La distancia entre la verdad y la mentira es a menudo muy pequeña, tanto que ambas pueden aparecer mezcladas y hacerse indistinguibles a los ojos de cualquiera. Como bien decía el científico, divulgador y novelista Arthur C. Clark, «Cualquier tecnología suficientemente avanzada es indistinguible de la magia». Y en realidad esta afirmación es todavía más poderosa de lo que parece, si se afina un poco y se explica qué significa desde el punto de vista práctico eso de tecnología suficientemente avanzada. Porque no hace falta que sea una tecnología absolutamente vanguardista y desconocida por la mayoría de las personas; basta con que sea incomprensible por la persona que la percibe. El secreto de la magia está en el conocimiento que posee el mago tanto de ciertas tecnologías como de las limitaciones de nuestra percepción en el espacio y en el tiempo. Pero sobre todo el mago es un mago de la palabra, porque la palabra es capaz de influir e incluso rellenar y sustituir la realidad aparente percibida por el público, que resulta convencido y sometido por arte de magia.

El conocimiento de la magia de las palabras es tan antiguo como el lenguaje.

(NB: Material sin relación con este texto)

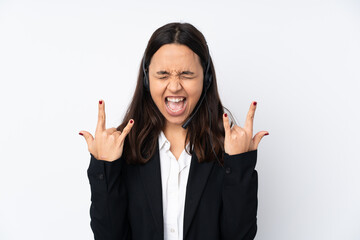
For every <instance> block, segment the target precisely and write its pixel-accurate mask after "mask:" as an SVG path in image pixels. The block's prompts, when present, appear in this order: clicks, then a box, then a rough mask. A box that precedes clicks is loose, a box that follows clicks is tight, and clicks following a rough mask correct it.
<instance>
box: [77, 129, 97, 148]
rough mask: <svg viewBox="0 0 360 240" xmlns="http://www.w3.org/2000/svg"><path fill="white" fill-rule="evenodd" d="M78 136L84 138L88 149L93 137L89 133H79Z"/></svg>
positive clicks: (80, 132)
mask: <svg viewBox="0 0 360 240" xmlns="http://www.w3.org/2000/svg"><path fill="white" fill-rule="evenodd" d="M79 135H82V136H84V138H85V140H86V143H87V145H88V148H90V146H91V144H92V142H93V141H94V137H93V136H92V135H91V133H89V132H87V131H80V132H79Z"/></svg>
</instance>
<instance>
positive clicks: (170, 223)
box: [158, 131, 191, 240]
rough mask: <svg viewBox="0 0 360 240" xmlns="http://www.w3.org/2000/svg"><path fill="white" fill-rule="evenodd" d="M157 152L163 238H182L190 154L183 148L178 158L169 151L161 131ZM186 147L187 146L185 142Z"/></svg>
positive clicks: (190, 160)
mask: <svg viewBox="0 0 360 240" xmlns="http://www.w3.org/2000/svg"><path fill="white" fill-rule="evenodd" d="M158 140H159V154H160V166H161V184H162V198H163V199H162V200H163V214H164V215H163V217H164V240H182V239H183V223H184V207H185V195H186V185H187V180H188V176H189V169H190V163H191V155H189V154H187V153H186V151H185V149H184V150H183V151H182V153H181V155H180V157H179V159H178V160H176V158H175V156H174V155H173V154H172V152H171V151H170V142H169V141H168V140H167V138H166V137H165V134H164V132H163V131H161V133H160V135H159V138H158ZM186 148H189V144H187V146H186Z"/></svg>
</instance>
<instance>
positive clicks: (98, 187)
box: [87, 147, 258, 240]
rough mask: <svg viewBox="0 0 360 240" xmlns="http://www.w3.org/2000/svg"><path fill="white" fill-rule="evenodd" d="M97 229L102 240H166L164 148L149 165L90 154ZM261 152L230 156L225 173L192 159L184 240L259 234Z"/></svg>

La palabra es la herramienta más potente del repertorio de los chamanes de todos los tiempos. Y de todas las personas de poder, incluidos los políticos. Aparte de simplemente comunicar, la palabra tiene el poder de inducir emociones y mover a la acción. La pala-bra, según Aristóteles, es una de las razones por las que se puede definir al hombre como un animal social.

Aunque hablar parezca un acto sencillo, ya sabemos todos que hablar bien es un verdadero arte. Saber elegir y pronunciar las palabras en función del objetivo perseguido es algo que no está al alcance de cualquiera. En realidad, la buena oratoria es tan im-portante para la vida social como las buenas ideas. El mismo Demóstenes, reconocido como padre de la oratoria, tuvo que vencer difíciles obstáculos. Era tartamudo y, para evitar su tartamudez, se metía dos piedras en la boca antes de empezar a hablar. Demóstenes enseñó al mundo que la primera batalla de un buen político es contra sí mismo, contra su propia naturaleza defectuosa, porque el objetivo de todo «buen» político es convertirse en puro discurso, en pura palabra capaz de transformar las conciencias y las voluntades de sus conciudadanos.

La palabra, la oratoria política, sin embargo, es un arma de doble filo; igual que las palabras mágicas del chamán. La palabra es peligrosa si se desconecta de la realidad; el arte genuino de la oratoria se fundamenta en el ideal irrenunciable de la verdad, aunque ya sabemos muy bien que el tiempo que nos ha tocado vivir se mueve con otros motores. Y la oratoria y la política posmodernas son perfectamente compatibles con la mentira; tanto que se han acuñado neologismos tan mágicos como «posverdad» o «política posfactual». A fin de cuentas, como se han encargado de demostrar los estudiosos de las bases psicológicas de la ética, todos estamos predispuestos a la mentira, en cuanto nos convencemos de que nadie nos ve o de que nadie nos pillará el embuste. Curiosamente este mecanismo es bastante irracional, y no necesitamos tener la certeza absoluta sino solo «creernos» que nadie nos pillará. Una cierta separación entre el momento de la mentira y el momento del posible control puede bastar para autoconvencernos, o sea para autoengañarnos, y quedarnos con la conciencia tranquila.

Quizás por eso los políticos mienten con tanta facilidad durante las campañas electorales: qué lejos quedan el futuro gobierno y sus nuevas leyes. Lo más sorprendente del fenómeno de las campañas políticas es que todos, ciudadanos de a pie y políticos de estrado, caemos en la espiral de los discursos huecos y las promesas imposibles, y nos dejamos seducir por la mentira de la magia. Y una vez pasado todo, para cuando descubrimos el truco de un prestidigitador de la palabra como Pedro Sánchez, o el mago que esté de turno, ya es demasiado tarde para la verdad.